Modern Marketing Use Case: This Internet Millionaire Has a New Deal For You

Tim Rogers:

At length, after a bit of business talk that maybe resembled a cousin of an actual breakfast meeting, Rutledge blurted out a question that had been troubling him: “Why did you buy Woot?”
 
 For the uninitiated, the term “woot” is an expression of joy that sprang from online role-playing games, a portmanteau of “wow” and “loot.” Rutledge had bought the web address Woot.com in 2003 for $6,000, and the next year launched a site that sold stuff in a way no one had ever tried. Woot offered only one item per day, usually a gadget but maybe a wheel of cheese, and priced it so low that it oftentimes sold out in a matter of hours. When the items didn’t sell out, Woot put them in a Bag of Crap, a bundle that users bought blindly. Customer service pretty much began and ended with the suggestion that the customer put any unwanted or defective item on eBay.
 
 Woot violated nearly every precept of retail. And it was wildly successful. Each weekday just after midnight Central Standard, a new item went up. It was an event. The site attracted a community of geeks who once flooded its discussion forum with 452 comments about a power adapter. At its height, Woot attracted 1 million daily visitors, to whom Rutledge was something of a rock star. By 2008, annual sales had eclipsed $164 million, and Inc. magazine named Woot the fastest-growing private retailer in the country (and the fastest-growing private company in North Texas). At that point, Amazon had already invested in the company. Then it bought the whole thing.
 
 So there sat Bezos at the breakfast table, faced with a question for which he was apparently unprepared. Many painful seconds passed without an answer.

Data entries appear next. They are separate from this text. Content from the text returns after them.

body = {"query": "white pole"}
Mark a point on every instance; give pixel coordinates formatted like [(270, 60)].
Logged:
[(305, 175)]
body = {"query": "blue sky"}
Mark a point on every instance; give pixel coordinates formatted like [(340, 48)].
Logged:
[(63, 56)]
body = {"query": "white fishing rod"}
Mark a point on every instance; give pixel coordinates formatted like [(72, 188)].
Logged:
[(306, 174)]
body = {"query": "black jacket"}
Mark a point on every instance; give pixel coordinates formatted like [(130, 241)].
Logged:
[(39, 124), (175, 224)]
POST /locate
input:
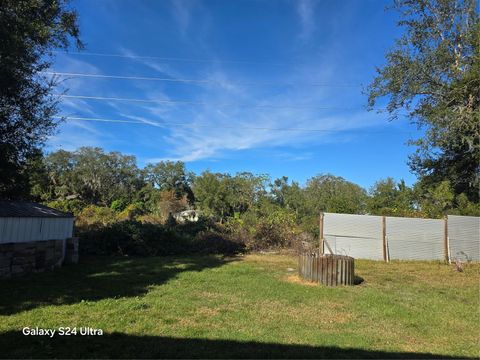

Rutledge let the pause lengthen as long as he could bear it and was just about to tell his host to forget it, when Bezos finally spoke.
 
 He looked down at his plate. Bezos had ordered a dish called Tom’s Big Breakfast, a preparation of Mediterranean octopus that includes potatoes, bacon, green garlic yogurt, and a poached egg. “You’re the octopus that I’m having for breakfast,” Rutledge remembers Bezos saying. “When I look at the menu, you’re the thing I don’t understand, the thing I’ve never had. I must have the breakfast octopus.”
 
 Not until Rutledge had returned to Dallas and related the story to his anxious employees—now Amazon’s employees—did he realize just how absurd that explanation sounded. Before it can be eaten, generally, the breakfast octopus must be killed.